Foi há oito anos, quando o chef Molly Chester e seu marido cineasta John Chester trocaram suas vidas em Los Angeles por uma fazenda estéril fora da cidade. Tudo começou com Todd, um cão de resgate doce, mas nervoso, que simplesmente não conseguia se adaptar a uma vida urbana intimidante e confinada. Então, para manter sua promessa ao seu animal de estimação adotivo - que o deles seria um lar para sempre - os Chesters deixaram seus confortos para trás e se mudaram para Apricot Lane Farms, situadas em 200 acres de solo infértil.

Dirigido por John Chester e apresentando uma gloriosa cinematografia da vida selvagem, o imensamente edificante “The Biggest Little Farm” conta essa jornada de oito anos de trazer a fazenda de volta à vida próspera por meio de uma vasta filosofia e design de biodiversidade. A palavra “inspirador” é muito usada em documentários com uma mensagem urgente, mas “The Biggest Little Farm” é aquele que realmente merece o prêmio. O filme ambientalista – refrescantemente positivo em vez de desgraça e melancolia – é uma evidência viva do poder da Mãe Natureza de se curar e se restaurar por meio de cuidados e atenção constantes, e um testemunho do que parceiros de vida comprometidos que compartilham os mesmos ideais podem alcançar de mãos dadas.

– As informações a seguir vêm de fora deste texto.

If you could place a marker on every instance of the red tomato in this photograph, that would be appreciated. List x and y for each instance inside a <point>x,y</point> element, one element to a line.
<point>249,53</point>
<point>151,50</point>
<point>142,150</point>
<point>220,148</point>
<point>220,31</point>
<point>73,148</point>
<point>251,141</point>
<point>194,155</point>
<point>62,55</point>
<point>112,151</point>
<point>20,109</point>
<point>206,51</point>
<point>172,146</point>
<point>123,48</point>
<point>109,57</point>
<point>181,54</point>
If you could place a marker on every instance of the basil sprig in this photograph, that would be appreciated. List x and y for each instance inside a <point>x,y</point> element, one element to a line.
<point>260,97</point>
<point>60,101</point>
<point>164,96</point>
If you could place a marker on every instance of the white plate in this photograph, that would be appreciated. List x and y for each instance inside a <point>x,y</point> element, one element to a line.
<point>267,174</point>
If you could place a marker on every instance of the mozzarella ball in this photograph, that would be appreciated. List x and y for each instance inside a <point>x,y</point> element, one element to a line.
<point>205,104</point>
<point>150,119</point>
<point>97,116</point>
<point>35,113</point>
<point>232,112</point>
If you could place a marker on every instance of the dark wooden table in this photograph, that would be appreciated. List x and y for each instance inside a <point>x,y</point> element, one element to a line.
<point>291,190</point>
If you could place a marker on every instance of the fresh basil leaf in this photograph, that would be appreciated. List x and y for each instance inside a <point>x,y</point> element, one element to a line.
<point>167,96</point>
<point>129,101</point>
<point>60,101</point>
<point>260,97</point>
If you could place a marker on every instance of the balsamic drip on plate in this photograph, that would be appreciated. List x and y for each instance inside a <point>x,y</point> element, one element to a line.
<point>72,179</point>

Não foi nada fácil para o casal, no entanto, que tinha uma enorme visão, apetite e motivação, mas nenhuma experiência agrícola para falar. A dupla relembrou as dificuldades que tiveram que enfrentar quando recentemente me sentei com John Chester em Nova York antes de uma exibição especial de “The Biggest Little Farm”, com Molly Chester se juntando ao telefone. Como agricultores, havia muito embaraço causado pela inexperiência e uma quantidade indescritível de perdas. Como um casal, houve consequências compreensíveis por meio de um processo amplamente desconhecido. Mas os Chesters saíram de tudo ainda mais fortes.

No entanto, eles não sabiam nos primeiros anos de sua busca que acabariam com um filme. E, no entanto, John Chester estava filmando sua transição para o país desde o primeiro dia. o início em dispositivos que incluíam iPhones. A essência do filme se encaixou para ele no quinto ano. “Vi o retorno de toda essa vida selvagem e espécies de insetos predadores que agora lutavam contra pragas e, obviamente, todas as cobras gopher e gaviões de cauda vermelha e as funções do coiote e joaninhas”, lembra ele. “Então, o quinto ano foi profundo e decidi que definitivamente faria um longa-metragem.”

Foi uma decisão conjunta entre vocês dois, fazer um filme? Molly, você estava olhando para as filmagens e pensando na história também?

MOLLY CHESTER: Eu basicamente apenas apoiei meu parceiro cineasta John. Ele apenas teve uma visão e estava vendo e eu só sei que ele tem que seguir essa inspiração. Não sou cineasta. Eu assistia aos cortes apenas quando ele estava apenas interessado em ouvir minha perspectiva, mas não orientando de forma alguma.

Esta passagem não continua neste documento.